For healthcare professionals


Myositis –also called inflammatory myopathies– comprises a group of diseases that are often challenging for patients as well as for physicians. They are characterized by proximal weakness of arms and legs and different degrees of extramuscular affection including symptoms of the skin, lung or joints. Several forms of myositis can be associated with cancer. The diagnosis requires a combined assessment of the clinical symptoms, presence of auto-antibodies and pattern of muscle histopathology. The current classification distinguishes the following subtypes of myositis:

Overlap Myositis

This group is characterized by the presence of distinct antibodies such as antisynthetase antibodies (most frequently anti-Jo1, anti-EJ, anti-OJ, others), anti-Ro52, or anti-Ku. An overlap myositis can occur in presence of other distinct autoimmune diseases, such as systemic sclerosis, which can be associated with anti-PmScl-antibodies.

Antisynthetase Syndrome

The antisynthetase syndrome (ASyS) is currently considered a distinct entity and characterized by the presence of fever, Raynaud’s phenomenon, arthritis, mechanic’s hands, interstitial lung disease, and myositis. Typically, not all organ manifestations are present concomitantly, but may develop over time.

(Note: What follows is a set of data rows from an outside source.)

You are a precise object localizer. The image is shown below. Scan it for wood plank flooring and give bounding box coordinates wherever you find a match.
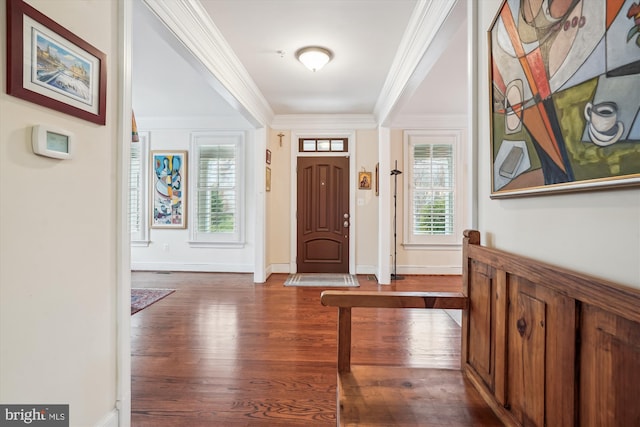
[131,272,470,427]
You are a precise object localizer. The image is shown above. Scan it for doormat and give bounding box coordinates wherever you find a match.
[131,288,176,314]
[284,273,360,288]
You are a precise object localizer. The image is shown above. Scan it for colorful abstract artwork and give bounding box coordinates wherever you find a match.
[488,0,640,197]
[151,151,187,228]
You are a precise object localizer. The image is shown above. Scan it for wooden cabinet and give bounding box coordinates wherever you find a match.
[463,232,640,427]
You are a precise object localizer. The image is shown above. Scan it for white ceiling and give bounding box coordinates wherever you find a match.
[132,0,467,123]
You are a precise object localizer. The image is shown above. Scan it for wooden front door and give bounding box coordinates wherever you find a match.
[297,157,350,273]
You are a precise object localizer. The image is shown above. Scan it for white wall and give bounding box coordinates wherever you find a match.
[475,0,640,288]
[131,119,256,273]
[0,0,119,427]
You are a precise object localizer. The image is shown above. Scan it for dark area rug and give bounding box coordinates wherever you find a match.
[284,273,360,288]
[131,288,176,314]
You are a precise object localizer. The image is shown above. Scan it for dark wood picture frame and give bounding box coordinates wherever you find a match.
[7,0,107,125]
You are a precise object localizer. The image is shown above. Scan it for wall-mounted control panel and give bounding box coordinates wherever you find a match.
[31,125,75,160]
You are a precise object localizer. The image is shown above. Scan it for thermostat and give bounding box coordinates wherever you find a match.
[31,125,75,160]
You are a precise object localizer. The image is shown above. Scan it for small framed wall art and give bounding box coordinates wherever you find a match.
[151,151,187,228]
[358,171,371,190]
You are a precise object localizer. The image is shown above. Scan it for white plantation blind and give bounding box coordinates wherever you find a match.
[197,144,238,233]
[129,143,142,235]
[129,132,149,242]
[411,144,455,236]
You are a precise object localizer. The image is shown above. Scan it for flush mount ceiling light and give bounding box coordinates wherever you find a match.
[296,46,332,72]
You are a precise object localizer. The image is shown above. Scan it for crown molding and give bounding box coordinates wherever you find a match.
[143,0,274,127]
[374,0,464,124]
[271,114,378,130]
[391,114,469,129]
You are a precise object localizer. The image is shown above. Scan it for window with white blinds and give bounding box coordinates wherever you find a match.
[129,132,149,244]
[404,131,462,245]
[411,144,455,236]
[191,133,244,243]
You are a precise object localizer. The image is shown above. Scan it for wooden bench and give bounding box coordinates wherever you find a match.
[321,230,640,427]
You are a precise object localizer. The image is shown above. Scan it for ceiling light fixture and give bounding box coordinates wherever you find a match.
[296,46,333,72]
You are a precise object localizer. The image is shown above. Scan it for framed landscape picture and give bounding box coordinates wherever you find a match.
[151,151,187,228]
[488,0,640,197]
[7,0,107,125]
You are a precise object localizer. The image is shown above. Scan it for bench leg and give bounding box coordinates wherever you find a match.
[338,307,351,374]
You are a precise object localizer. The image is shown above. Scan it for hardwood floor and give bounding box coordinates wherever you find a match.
[131,272,468,427]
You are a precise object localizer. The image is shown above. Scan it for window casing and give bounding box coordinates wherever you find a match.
[403,130,462,248]
[189,132,245,246]
[129,132,149,246]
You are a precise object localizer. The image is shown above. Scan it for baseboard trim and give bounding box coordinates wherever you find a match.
[95,408,119,427]
[131,262,254,273]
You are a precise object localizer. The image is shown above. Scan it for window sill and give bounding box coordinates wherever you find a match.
[401,243,462,251]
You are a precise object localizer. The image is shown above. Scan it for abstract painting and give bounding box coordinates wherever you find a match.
[488,0,640,197]
[151,151,187,228]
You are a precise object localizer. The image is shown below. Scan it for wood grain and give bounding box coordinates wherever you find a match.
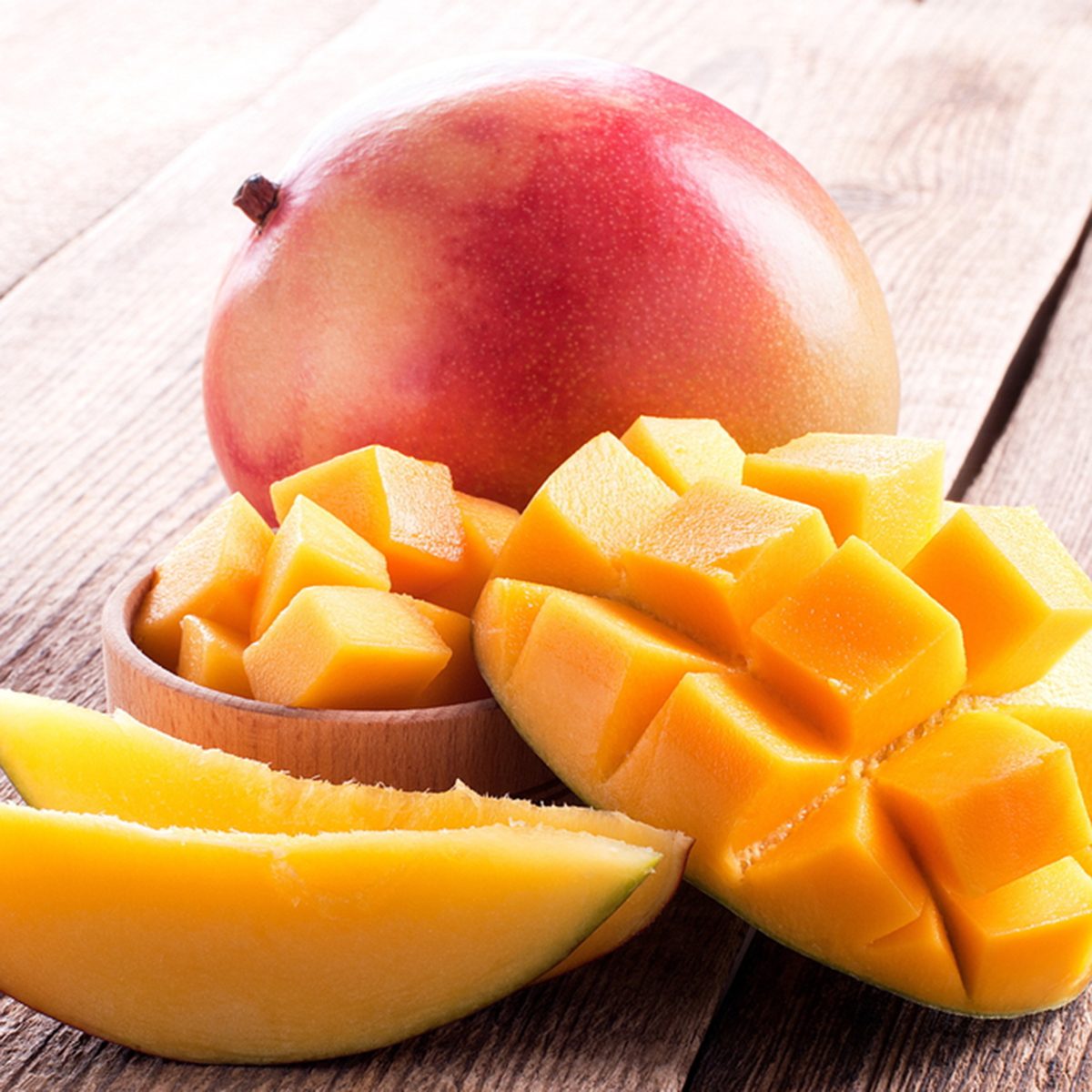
[0,0,371,296]
[0,0,1092,1092]
[103,572,556,796]
[687,206,1092,1092]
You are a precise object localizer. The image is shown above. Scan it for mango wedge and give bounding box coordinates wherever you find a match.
[0,690,690,976]
[474,422,1092,1016]
[0,804,657,1063]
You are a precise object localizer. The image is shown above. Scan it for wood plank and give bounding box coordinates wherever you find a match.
[0,0,371,296]
[0,0,1092,1088]
[687,215,1092,1092]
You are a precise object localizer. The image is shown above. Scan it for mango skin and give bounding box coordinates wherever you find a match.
[204,54,899,514]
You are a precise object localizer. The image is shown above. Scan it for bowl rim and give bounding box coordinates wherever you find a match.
[102,567,499,725]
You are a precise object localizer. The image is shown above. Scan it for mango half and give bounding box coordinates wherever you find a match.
[474,421,1092,1016]
[0,692,688,1063]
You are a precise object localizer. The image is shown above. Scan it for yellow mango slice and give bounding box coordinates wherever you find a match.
[906,504,1092,694]
[737,781,929,965]
[752,539,966,757]
[0,804,657,1063]
[475,419,1092,1016]
[875,711,1092,895]
[621,481,834,656]
[244,586,451,709]
[428,490,520,615]
[178,615,253,698]
[269,444,464,595]
[853,902,969,1012]
[941,857,1092,1014]
[250,493,391,639]
[406,596,490,708]
[0,690,690,976]
[604,672,842,885]
[504,595,723,782]
[133,493,273,671]
[743,432,945,566]
[492,432,676,595]
[622,417,743,492]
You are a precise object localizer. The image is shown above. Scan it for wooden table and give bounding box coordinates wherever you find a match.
[0,0,1092,1092]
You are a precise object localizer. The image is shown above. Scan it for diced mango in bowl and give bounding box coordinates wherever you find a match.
[474,419,1092,1016]
[132,446,518,710]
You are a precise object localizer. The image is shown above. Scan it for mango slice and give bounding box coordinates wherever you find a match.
[178,615,253,698]
[906,504,1092,694]
[622,417,743,492]
[133,493,273,671]
[0,690,690,976]
[743,432,945,566]
[269,444,464,595]
[242,586,451,709]
[619,481,834,656]
[250,493,391,639]
[474,419,1092,1016]
[0,804,657,1063]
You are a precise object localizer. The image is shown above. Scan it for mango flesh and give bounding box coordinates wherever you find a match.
[178,615,255,698]
[133,446,511,709]
[0,804,656,1063]
[0,690,690,976]
[474,419,1092,1016]
[133,493,273,671]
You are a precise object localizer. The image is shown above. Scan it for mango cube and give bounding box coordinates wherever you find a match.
[269,444,463,595]
[738,781,929,959]
[621,481,834,655]
[606,672,842,875]
[752,539,966,757]
[406,596,490,709]
[133,493,273,671]
[504,593,723,791]
[178,615,253,698]
[743,432,945,566]
[492,432,677,595]
[906,504,1092,694]
[875,711,1092,895]
[428,490,520,615]
[622,417,743,492]
[473,577,566,684]
[244,586,451,709]
[250,493,391,638]
[941,857,1092,1012]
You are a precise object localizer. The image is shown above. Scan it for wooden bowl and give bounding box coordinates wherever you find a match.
[103,572,556,796]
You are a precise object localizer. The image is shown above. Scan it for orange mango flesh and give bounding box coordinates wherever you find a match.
[474,419,1092,1016]
[906,504,1092,693]
[250,493,391,640]
[622,417,743,492]
[269,444,463,595]
[0,804,656,1063]
[133,493,273,671]
[133,447,519,709]
[752,539,966,758]
[408,596,490,708]
[428,490,520,615]
[178,615,253,698]
[0,690,690,991]
[743,432,945,566]
[619,480,834,656]
[492,432,677,595]
[242,586,451,709]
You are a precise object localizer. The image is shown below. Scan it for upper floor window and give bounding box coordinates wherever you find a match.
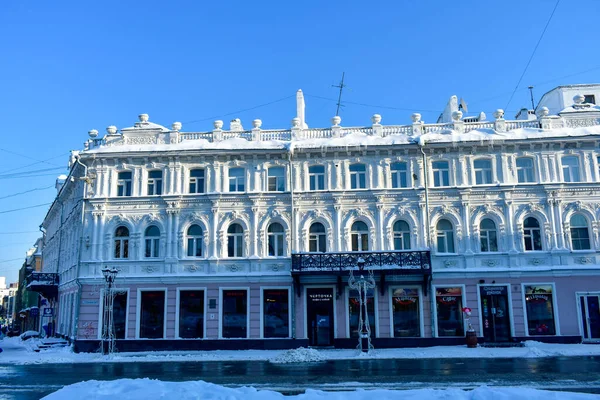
[473,159,492,185]
[390,162,408,188]
[561,156,580,182]
[523,217,542,251]
[267,222,285,257]
[394,221,410,250]
[351,221,369,251]
[350,164,367,189]
[308,222,327,253]
[190,168,205,193]
[268,167,285,192]
[517,157,534,183]
[144,225,160,258]
[117,171,131,196]
[227,224,244,257]
[114,226,129,258]
[148,171,162,196]
[187,225,204,257]
[308,165,325,190]
[571,214,591,250]
[436,219,454,253]
[431,161,450,186]
[479,218,498,253]
[229,168,246,192]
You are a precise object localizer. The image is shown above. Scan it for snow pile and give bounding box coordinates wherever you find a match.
[44,378,598,400]
[269,347,325,364]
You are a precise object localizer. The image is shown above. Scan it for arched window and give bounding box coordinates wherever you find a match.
[267,222,285,257]
[394,221,410,250]
[571,214,591,250]
[308,222,327,253]
[115,226,129,258]
[479,218,498,253]
[352,221,369,251]
[436,219,454,253]
[227,224,244,257]
[187,225,204,257]
[144,225,160,258]
[523,217,542,251]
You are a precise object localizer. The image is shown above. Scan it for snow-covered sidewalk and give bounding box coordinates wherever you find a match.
[0,338,600,364]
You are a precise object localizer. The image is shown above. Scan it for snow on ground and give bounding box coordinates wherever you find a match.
[39,378,599,400]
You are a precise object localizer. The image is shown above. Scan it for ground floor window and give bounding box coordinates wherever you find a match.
[221,289,248,338]
[435,287,465,336]
[140,290,165,339]
[525,285,556,336]
[392,288,421,337]
[179,290,204,339]
[348,289,377,338]
[263,289,290,338]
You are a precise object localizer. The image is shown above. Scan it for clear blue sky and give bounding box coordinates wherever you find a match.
[0,0,600,281]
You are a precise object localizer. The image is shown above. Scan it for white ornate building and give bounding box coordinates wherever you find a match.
[31,85,600,351]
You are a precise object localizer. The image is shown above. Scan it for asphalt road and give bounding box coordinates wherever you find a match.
[0,357,600,400]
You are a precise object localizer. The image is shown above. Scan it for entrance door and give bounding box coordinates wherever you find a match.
[480,286,510,342]
[306,288,334,346]
[579,294,600,340]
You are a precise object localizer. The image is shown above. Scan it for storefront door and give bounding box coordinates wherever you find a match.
[579,294,600,340]
[306,288,334,346]
[480,286,510,342]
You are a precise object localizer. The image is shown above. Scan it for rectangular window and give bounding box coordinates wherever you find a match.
[390,162,408,188]
[221,289,248,338]
[117,171,131,197]
[148,171,162,196]
[392,288,421,337]
[140,290,165,339]
[431,161,450,187]
[308,165,325,190]
[179,290,204,339]
[435,287,465,336]
[268,167,285,192]
[525,285,556,336]
[229,168,246,192]
[190,169,205,193]
[263,289,290,338]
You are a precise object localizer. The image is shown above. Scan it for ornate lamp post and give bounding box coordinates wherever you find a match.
[348,257,375,352]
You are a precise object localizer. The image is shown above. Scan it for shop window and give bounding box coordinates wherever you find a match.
[435,287,465,336]
[263,289,290,338]
[392,288,421,337]
[525,285,556,336]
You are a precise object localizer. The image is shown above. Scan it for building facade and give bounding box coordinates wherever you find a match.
[36,85,600,351]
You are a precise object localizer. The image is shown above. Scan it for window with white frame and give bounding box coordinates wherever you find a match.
[517,157,535,183]
[148,171,162,196]
[570,214,591,250]
[189,168,205,193]
[473,158,492,185]
[561,156,581,182]
[431,161,450,187]
[308,222,327,253]
[436,219,454,253]
[268,167,285,192]
[229,168,246,192]
[479,218,498,253]
[227,224,244,257]
[394,220,410,250]
[267,222,285,257]
[117,171,131,197]
[187,224,204,257]
[308,165,325,190]
[351,221,369,251]
[144,225,160,258]
[350,164,367,189]
[390,162,408,188]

This form of myositis is characterized by the presence of symptoms of the skin including e.g. gottron’s papules or V-sign. In juvenile forms, subcutaneous calcification may occur. Classical dermatomyositis is often associated with anti-Mi2 antibodies. Particularly older patients or those with anti-TIF1γ antibodies are often associated with cancer. A distinct course of the disease is called “clinically amyopathic dermatomyositis (CADM)”, which often is associated with anti-MDA5 antibodies and typically includes a severe interstitial lung diseases.

Immune-mediated Necrotizing Myopathy

This type of myositis is characterized by severe weakness of arms and legs and often highly elevated muscle enzymes (creatine kinase, CK). It can be associated with the auto-antibodies anti-HMG-CoA receptor or anti-SRP. Some patients develop an interstitial lung disease and an association with cancer can be present.


Polymyositis is characterized by proximal weakness of arms and legs. An association with unique auto-antibodies has not been identified. In view of the aforementioned myositis subtypes that can be associated with distinct auto-antibodies and characteristic patterns of muscle histology, polymyositis can be considered as the least frequent subtype of myositis.

Inclusion Body Myositis

Inclusion body myositis (IBM) is characterized by proximal and distal weakness of arms and legs and only mildly elevated CK. With an onset beyond 45 years of age, the disease is slowly progressive and often leads to an impaired ambulation. Many patients develop swallowing difficulties, which may cause malnutrition or aspiration. An anti-cN1A auto-antibody is observed in about a third of the patients.